Babayı/kocayı ve diğer erkek aile bireylerini konutundan/ailesinden/çocuklarından 1 aydan 6 aya kadar ve tekrarlanan her başvuruda yeniden aynı sürelerde uzaklaştırmak (sürgün) ve tazyik hapisleri kişiyi ıslah etmekte midir? Ailelerin dağılmasına ve şiddettin artmasına mı sebebiyet vermektedir?

6284 sayılı yasa ve yönetmeliğinde “UZLAŞMA ve ARABULUCULUK” hükümlerinin uygulanmasının yasaklanması ile inanç değerlerimizi nasıl tevil ediyorsunuz?

“Eğer karı koca arasının açılmasından endişeye düşerseniz bir hakem erkeğin tarafından, bir hakem de kadının ailesinden kendilerine gönderin. Bu arabulucu hakemler gerçekten barıştırmak isterlerse, Allah karı koca arasındaki dargınlık yerine geçim verir. Şüphesiz ki Allah hakkıyla bilendir, her şeyin aslından haberdardır.” (Elmalılı Hamdi Yazır Meali-Nisa 35)

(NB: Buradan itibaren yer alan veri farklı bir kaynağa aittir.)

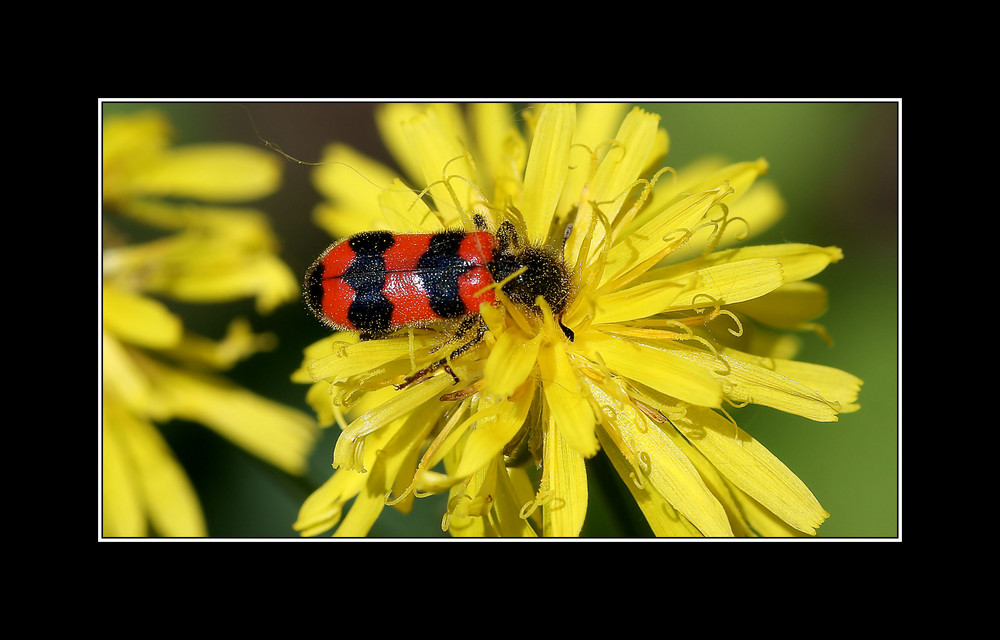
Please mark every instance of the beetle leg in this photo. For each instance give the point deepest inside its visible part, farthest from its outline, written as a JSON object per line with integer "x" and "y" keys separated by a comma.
{"x": 424, "y": 373}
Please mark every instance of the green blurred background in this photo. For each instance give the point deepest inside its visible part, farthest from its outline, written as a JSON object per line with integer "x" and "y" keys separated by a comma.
{"x": 836, "y": 163}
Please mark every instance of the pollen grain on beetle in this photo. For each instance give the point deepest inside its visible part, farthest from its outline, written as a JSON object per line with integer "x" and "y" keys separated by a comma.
{"x": 509, "y": 310}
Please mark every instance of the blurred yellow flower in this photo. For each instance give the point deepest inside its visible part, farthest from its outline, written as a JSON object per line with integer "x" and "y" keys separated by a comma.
{"x": 671, "y": 322}
{"x": 153, "y": 370}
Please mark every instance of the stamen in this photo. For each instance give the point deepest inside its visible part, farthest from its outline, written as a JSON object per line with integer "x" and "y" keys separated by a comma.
{"x": 622, "y": 221}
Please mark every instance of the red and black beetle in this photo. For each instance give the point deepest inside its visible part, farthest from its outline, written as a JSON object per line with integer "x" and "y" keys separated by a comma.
{"x": 376, "y": 282}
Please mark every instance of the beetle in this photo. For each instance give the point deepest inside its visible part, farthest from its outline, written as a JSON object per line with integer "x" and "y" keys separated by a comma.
{"x": 377, "y": 282}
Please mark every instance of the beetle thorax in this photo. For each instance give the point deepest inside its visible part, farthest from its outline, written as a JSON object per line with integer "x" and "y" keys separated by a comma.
{"x": 546, "y": 275}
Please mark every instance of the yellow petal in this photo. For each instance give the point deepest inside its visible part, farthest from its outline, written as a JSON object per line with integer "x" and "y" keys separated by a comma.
{"x": 721, "y": 284}
{"x": 345, "y": 359}
{"x": 616, "y": 174}
{"x": 758, "y": 380}
{"x": 365, "y": 510}
{"x": 167, "y": 494}
{"x": 752, "y": 468}
{"x": 596, "y": 124}
{"x": 683, "y": 287}
{"x": 510, "y": 362}
{"x": 431, "y": 143}
{"x": 512, "y": 490}
{"x": 122, "y": 514}
{"x": 211, "y": 173}
{"x": 323, "y": 508}
{"x": 798, "y": 261}
{"x": 789, "y": 307}
{"x": 139, "y": 320}
{"x": 548, "y": 164}
{"x": 663, "y": 519}
{"x": 658, "y": 461}
{"x": 275, "y": 433}
{"x": 665, "y": 369}
{"x": 640, "y": 301}
{"x": 500, "y": 151}
{"x": 569, "y": 408}
{"x": 352, "y": 179}
{"x": 350, "y": 449}
{"x": 636, "y": 252}
{"x": 493, "y": 433}
{"x": 563, "y": 486}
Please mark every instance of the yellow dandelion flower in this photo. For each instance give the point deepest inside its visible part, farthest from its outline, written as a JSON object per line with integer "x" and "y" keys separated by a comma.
{"x": 153, "y": 370}
{"x": 659, "y": 324}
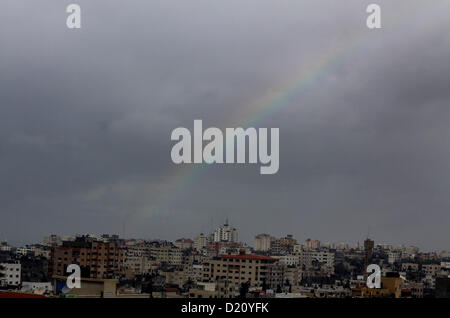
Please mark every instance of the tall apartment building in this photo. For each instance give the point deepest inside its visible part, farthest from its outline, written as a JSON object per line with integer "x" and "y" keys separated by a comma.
{"x": 166, "y": 254}
{"x": 262, "y": 242}
{"x": 96, "y": 259}
{"x": 52, "y": 240}
{"x": 135, "y": 260}
{"x": 10, "y": 274}
{"x": 307, "y": 257}
{"x": 184, "y": 243}
{"x": 225, "y": 233}
{"x": 238, "y": 269}
{"x": 283, "y": 245}
{"x": 312, "y": 244}
{"x": 201, "y": 242}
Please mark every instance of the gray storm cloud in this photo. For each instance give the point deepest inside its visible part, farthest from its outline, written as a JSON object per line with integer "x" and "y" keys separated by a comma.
{"x": 86, "y": 117}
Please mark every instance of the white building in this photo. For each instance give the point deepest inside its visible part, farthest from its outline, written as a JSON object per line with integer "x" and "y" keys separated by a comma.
{"x": 10, "y": 274}
{"x": 262, "y": 242}
{"x": 289, "y": 259}
{"x": 225, "y": 233}
{"x": 201, "y": 242}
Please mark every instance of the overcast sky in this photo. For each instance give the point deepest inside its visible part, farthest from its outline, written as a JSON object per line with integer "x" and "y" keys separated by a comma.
{"x": 86, "y": 117}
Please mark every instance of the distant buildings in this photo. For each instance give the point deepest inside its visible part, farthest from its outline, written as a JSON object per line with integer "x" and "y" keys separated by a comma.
{"x": 201, "y": 242}
{"x": 238, "y": 269}
{"x": 225, "y": 233}
{"x": 10, "y": 274}
{"x": 312, "y": 244}
{"x": 52, "y": 240}
{"x": 96, "y": 259}
{"x": 184, "y": 243}
{"x": 262, "y": 242}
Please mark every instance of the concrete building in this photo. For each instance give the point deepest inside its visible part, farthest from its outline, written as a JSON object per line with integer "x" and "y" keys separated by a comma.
{"x": 96, "y": 259}
{"x": 312, "y": 244}
{"x": 262, "y": 242}
{"x": 238, "y": 269}
{"x": 10, "y": 274}
{"x": 184, "y": 243}
{"x": 201, "y": 242}
{"x": 225, "y": 233}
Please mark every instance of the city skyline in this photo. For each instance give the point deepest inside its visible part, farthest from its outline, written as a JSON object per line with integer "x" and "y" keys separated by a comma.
{"x": 87, "y": 115}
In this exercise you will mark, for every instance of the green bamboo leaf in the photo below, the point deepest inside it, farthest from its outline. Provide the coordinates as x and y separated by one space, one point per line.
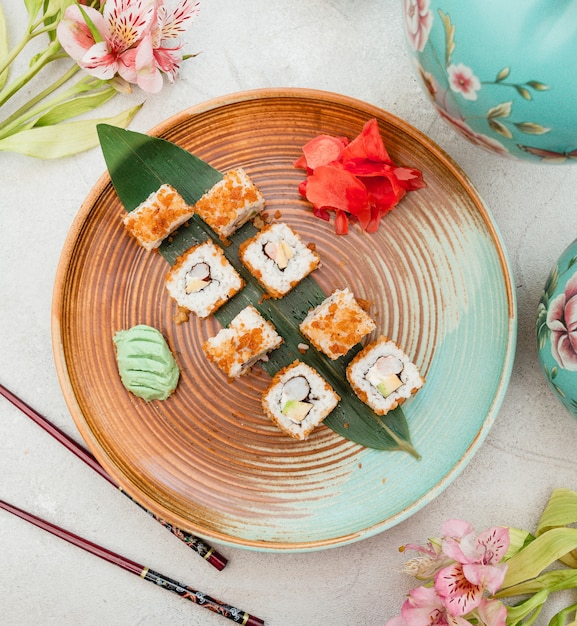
75 107
138 164
449 36
3 46
539 554
532 128
53 142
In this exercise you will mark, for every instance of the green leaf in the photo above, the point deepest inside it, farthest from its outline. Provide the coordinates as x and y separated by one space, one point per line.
138 164
33 6
500 128
532 128
75 107
501 110
3 47
53 142
539 554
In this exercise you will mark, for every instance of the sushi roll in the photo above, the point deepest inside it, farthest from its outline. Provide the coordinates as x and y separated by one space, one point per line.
278 258
337 324
159 215
383 376
246 340
230 203
201 280
298 400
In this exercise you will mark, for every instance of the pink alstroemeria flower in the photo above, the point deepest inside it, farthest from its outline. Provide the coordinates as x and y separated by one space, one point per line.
477 565
429 560
136 39
424 607
562 320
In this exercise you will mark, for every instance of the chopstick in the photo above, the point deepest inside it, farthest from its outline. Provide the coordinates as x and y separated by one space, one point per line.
207 552
198 597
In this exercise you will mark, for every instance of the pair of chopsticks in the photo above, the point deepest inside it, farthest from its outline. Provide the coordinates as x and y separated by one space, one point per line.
203 549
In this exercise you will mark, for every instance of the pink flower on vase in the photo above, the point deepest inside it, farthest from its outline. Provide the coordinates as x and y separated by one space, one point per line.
418 22
463 81
562 320
136 39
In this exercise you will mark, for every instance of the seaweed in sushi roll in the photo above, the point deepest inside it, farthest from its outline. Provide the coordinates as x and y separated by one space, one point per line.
298 400
201 280
278 258
383 376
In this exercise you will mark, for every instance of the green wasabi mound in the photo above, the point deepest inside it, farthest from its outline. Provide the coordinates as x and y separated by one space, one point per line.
145 363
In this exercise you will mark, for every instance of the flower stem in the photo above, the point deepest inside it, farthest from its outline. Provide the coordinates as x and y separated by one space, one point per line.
29 110
48 55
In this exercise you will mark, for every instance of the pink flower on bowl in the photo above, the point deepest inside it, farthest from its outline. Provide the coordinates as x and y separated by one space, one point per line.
462 80
562 321
418 21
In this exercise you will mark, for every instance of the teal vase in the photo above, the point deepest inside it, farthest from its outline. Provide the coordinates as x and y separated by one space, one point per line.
502 74
557 329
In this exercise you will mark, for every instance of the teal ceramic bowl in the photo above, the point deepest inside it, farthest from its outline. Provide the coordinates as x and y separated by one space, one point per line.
557 329
501 73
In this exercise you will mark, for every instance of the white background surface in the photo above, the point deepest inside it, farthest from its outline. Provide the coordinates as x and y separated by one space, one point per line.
353 48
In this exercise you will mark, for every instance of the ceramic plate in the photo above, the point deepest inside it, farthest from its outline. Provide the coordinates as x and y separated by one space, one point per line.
206 459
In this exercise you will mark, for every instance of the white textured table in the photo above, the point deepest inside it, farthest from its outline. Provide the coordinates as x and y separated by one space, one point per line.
353 48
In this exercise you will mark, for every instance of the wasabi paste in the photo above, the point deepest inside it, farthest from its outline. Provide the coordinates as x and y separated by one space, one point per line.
145 363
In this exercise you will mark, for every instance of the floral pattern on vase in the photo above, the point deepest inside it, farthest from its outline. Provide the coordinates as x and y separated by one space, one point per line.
466 60
556 329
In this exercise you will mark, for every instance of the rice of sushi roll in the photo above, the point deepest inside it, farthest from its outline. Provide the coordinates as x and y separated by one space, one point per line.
298 400
230 203
247 339
278 258
383 376
337 324
201 280
157 217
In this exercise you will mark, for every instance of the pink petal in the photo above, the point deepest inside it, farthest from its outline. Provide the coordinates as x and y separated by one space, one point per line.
73 32
494 544
99 62
563 351
488 577
459 595
149 77
128 21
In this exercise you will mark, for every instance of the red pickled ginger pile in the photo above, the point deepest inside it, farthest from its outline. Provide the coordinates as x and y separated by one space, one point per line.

Kanunlardaki 48 ayrı suç tipinde uzlaşma hükümlerinin uygulanması mümkün iken, aile ve eşler arasında uzlaşma yasağının amacı nedir? Şikâyetten vazgeçme hakkının tanınmaması ile beklenen hukuki yarar nedir?

Kralların bile girmemesi gereken son kale olan ailenin içine kamu gücünün bu denli sokulması doğru mudur?

Feminist önderlerden Av. Canan Arın ve Hülya Gülbahar “ ..biz çıkartırdık, noktasına virgülüne kadar biz yazdık “ ifadelerine ne diyeceksiniz? Mimarı olduğunuz 6284 sayılı yasayı “Türk Ceza Hukuku Mevzuatı” kitabınıza almamanızın saiki nedir?

6284 sayılı yasada tanımlanan “psikolojik (duygusal) ve ekonomik şiddet” suçlarının ceza genel hükümlerinde karşılığı var mıdır? “Suçta ve cezada kanunilik ilkesi” ile bağdaşmakta mıdır? Aile çöküyor. Toplum atomize ediliyor. Ahlaki erozyon hızla devam ediyor. Parçalanan ailelerin çocuklarının feryatları yeri/göğü inletiyor. Babasız veya itibarı yerle bir edilen insanların çocuklarından sağlıklı bir nesil bekleyebilir miyiz? Sayın Prof. Dr. İzzet Özgenç beyefendi, 6284 sayılı yasanın mimarı olmanız hasebiyle halkımızın merak ettiği şimdilik bu soruları hukuki bir üslupla cevaplandırmanızı bekliyoruz.